Mitochondrial DNA Indicate that Kenyan Indigenous Goat (Capra hircus) Population is Diverse
Jacqueline N Kivila1,2, Elijah K Githui2*, Nelson O Amugune1, John M Githaiga1 and Zedekiah A Okwany2
1University of Nairobi, Department of Genetics, Kenya
2Institute of Primate Research, Molecular Genetics Lab, Kenya
Submission: September 11, 2018; Published: September 26, 2018
*Corresponding author: Elijah Kem Githui, Institute of Primate Research, Molecular Genetics Lab, P. O. Box, 24481-00502, Karen, Nairobi 00502, Kenya; Tel: 723539103; Email: kegithui@yahoo.com
How to cite this article: Jacqueline N K, Elijah K G, Nelson O A, John M G, Zedekiah A O. Mitochondrial DNA Indicate that Kenyan Indigenous Goat (Capra hircus) Population is Diverse. Agri Res & Tech: Open Access J. 2018; 18(1): 556044. DOI: 10.19080/ARTOAJ.2018.18.556044
Abstract
Kenyan indigenous goat populations are not fully characterized, and this can result in erosion of their unique genotypes through indiscriminate cross breeding.
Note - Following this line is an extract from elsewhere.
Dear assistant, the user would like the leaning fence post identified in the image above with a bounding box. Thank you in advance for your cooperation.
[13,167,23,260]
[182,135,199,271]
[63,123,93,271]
Kenyan goat breeds are morphologically classified as Small East African goats (SEA), Galla goats and their crosses. This study aimed at genetic characterization of Kenyan regional goat breeds using mitochondrial DNA. 28 goat blood samples of the SEA were obtained from Narok and Kajiado counties and DNA extracted. PCR amplification was carried out using primers flanking mitochondrial D-loop where 24 out of the 28 samples amplified successfully (Narok 13, Kajiado 11) and the 800 base-pair product was sequenced. Phylogenetic analysis of 44 sequences of Kenyan indigenous goats in this study (SEA) combined with data previously submitted to Genbank for Galla goats in Garissa and Isiolo counties of Kenya, showed that the majority of Kenyan indigenous goats are not distinct but rather are of diverse structure with isolated pockets including an early branching lineage. The analysis of genetic diversity gave a weak negative Tajima’s D value (-0.371332) indicating that the population genetic drift is at equilibrium. Haplogroup analysis showed that these goat populations belong to group A and G. Median-joining haplotype network analysis showed no variation among different regions. The information obtained from this study can serve as a guideline in breeding programs combining improved productivity with conservation of unique traits.
Keywords:Indigenous goats; Kenya; Genetics; Traits
Abbrevations: SEA: Small East African; DNA: Deoxyribonucleic Acid; EDTA: Ethylene Di-amine Tetra-Acetic Acid
Introduction
Indigenous goat (Capra hircus) populations contribute greatly to food security, particularly among pastoralist communities in arid and semi-arid regions of sub-Saharan Africa. These locally adapted livestock species are primarily reared for their provision of meat, milk and skin that provide secure investment for the resources-poor farmers [1]. In Kenya as well as in other parts of Africa, indigenous goats are also used for religious and other cultural ceremonies such as payment of dowry [2]. Kenyan indigenous goat inherent characteristics of tolerant to dehydration and preference for browse over a wide range of feeding habits [3], help them adapt to the vast arid and semi-arid regions of the country.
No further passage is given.